Un ringraziamento speciale a Marco Denti, per
avermi aiutato nel trovare le domande.
Ì
Y
Soul Serenade
La magia dei Royal Recording Studio, Memphis
Insieme agli studi Stax, Ardent e
American, il Royal ha segnato la
storia del soul e r&b memphisiano, e qualcosa di più. La sua vicenda coincide in gran parte con
quella della Hi Records, e va oltre
perché lì hanno luogo anche numerose session per altre case discografiche. Tutto inizia nel 1957,
un paio d’anni prima che la Satellite (poi Stax) faccia lo stesso con
un altro teatro: Joe Cuoghi e alcuni soci provenienti dalla Sun di
Sam Phillips, utilizzando il Royal
Theatre di Memphis ricavano il Royal Recording Studio e fondano la Hi. Da lì, fino a metà dei
’60 ne escono dischi prevalentemente country, rockabilly, e strumentali vari tra cui Smokie Part
2 del Bill Back Combo (1959). A partire dal 1961 il trombettista e band leader Willie Mitchell,
produttore e arrangiatore anche per altre etichette, incide alcuni instrumentals che vanno a
influire sulla direzione stilistica dell’etichetta: fra questi, nel 1968, l’eccellente, policromatica
ballad Soul Serenade (scritta da King Curtis), suo più grande ed emblematico hit, e nel 1969 lo
scintillante r&b 30-60-90. Si va consolidando il sound caratteristico di quello studio-coloritura
che man mano prenderà il posto di quella Stax, più aspra e roots, forte di un gruppo di musicisti diretti da Mitchell e denominato Hi Rhythm: i fratelli Hodges, Mabon “Teenie” (chitarra),
Leroy (basso) e Charles (tastiere), cui si aggiungono, alternandosi, Howard Grimes (batteria e
percussioni) e quel Al Jackson Jr. che nel contempo prende il ruolo di batterista nel team Booker T. & The MG’s.
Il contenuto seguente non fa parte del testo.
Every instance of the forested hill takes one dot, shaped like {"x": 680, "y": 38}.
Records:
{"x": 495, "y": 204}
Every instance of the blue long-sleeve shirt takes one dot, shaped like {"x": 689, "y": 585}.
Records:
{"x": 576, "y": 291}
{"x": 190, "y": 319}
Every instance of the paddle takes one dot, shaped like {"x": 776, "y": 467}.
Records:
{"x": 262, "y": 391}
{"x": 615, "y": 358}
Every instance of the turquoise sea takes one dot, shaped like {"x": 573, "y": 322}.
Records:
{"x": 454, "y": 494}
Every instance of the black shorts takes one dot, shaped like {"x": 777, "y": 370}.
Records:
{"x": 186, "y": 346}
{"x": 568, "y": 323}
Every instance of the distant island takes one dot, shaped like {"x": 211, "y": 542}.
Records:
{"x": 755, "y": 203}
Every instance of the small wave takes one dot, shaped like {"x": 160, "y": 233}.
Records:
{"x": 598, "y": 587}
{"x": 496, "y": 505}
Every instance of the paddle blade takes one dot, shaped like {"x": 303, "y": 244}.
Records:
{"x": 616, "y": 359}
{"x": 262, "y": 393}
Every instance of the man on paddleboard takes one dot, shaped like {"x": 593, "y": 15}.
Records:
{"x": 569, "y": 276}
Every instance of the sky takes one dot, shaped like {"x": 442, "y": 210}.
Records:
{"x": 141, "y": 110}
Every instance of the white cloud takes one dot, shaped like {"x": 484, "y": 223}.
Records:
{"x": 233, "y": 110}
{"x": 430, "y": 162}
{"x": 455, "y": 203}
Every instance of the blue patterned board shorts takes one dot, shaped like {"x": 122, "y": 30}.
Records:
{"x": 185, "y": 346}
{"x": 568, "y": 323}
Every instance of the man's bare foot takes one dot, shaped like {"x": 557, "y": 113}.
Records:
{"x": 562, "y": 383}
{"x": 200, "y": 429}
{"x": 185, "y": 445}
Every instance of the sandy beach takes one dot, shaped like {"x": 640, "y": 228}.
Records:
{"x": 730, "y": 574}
Nel 1970 Cuoghi muore e la proprietà passa a Nick Pesce, con Mitchell vicepresidente e factotum che, mentre cerca di lanciare la carriera di Don Bryant, scopre tali Syl
Johnson e soprattutto Ann Peebles e Al Green(e), col successo e le qualità che sappiamo. Diventano di casa i Memphis Horns, in formazioni variabili,
con Wayne Jackson (tromba) e Andrew Love (sax) sempre presenti, come spesso il sassofonista James Mitchell
(fratello di Willie), mentre l’eccellente trio di vocalists (Sandra) Rhodes-(Charlie) Chalmers-(Donna) Rhodes, fa da
supporto vocale. A caratterizzare ulteriormente il “sound
mitchelliano” ci pensano le trame vellutate degli archi dei
Memphis Strings, arrangiati da James Mitchell e da Charles Chalmers (che è anche sassofonista). Nel tempo per la
Hi firmano altri interpreti importanti, fra questi Otis Clay,
O.V. Wright (coi quali Mitchell aveva già lavorato in quello
studio, oltre che per Bobby Bland e altri ancora), mentre
altre label di quell’area continuano a portare i loro artisti,
tra queste occasionalmente la Goldwax, anche il grande
James Carr. Negli anni, quel luogo e la conduzione di Mitchell, pure con le nuove formazioni ritmiche, attraggono
molti, anche dopo la chiusura dell’etichetta, come nel caso
di un ritorno di James Carr (1994) e, in tempi più recenti
per il team strumentale memphisiano Bo-Keys, per il grande Solomon Burke (2010) con un disco (purtroppo solo
discreto) prodotto da Mitchell, il quale muore all’inizio di
quello stesso anno, seguito mesi dopo dallo stesso Burke.
L’anno scorso una puntatina la fa anche Cody ChesnuTT
per il nuovo album, e infine il pregevole tocco caratterizza l’eccellente ritorno discografico di Boz Scaggs. La magia
dei Royal Recording Studio continua.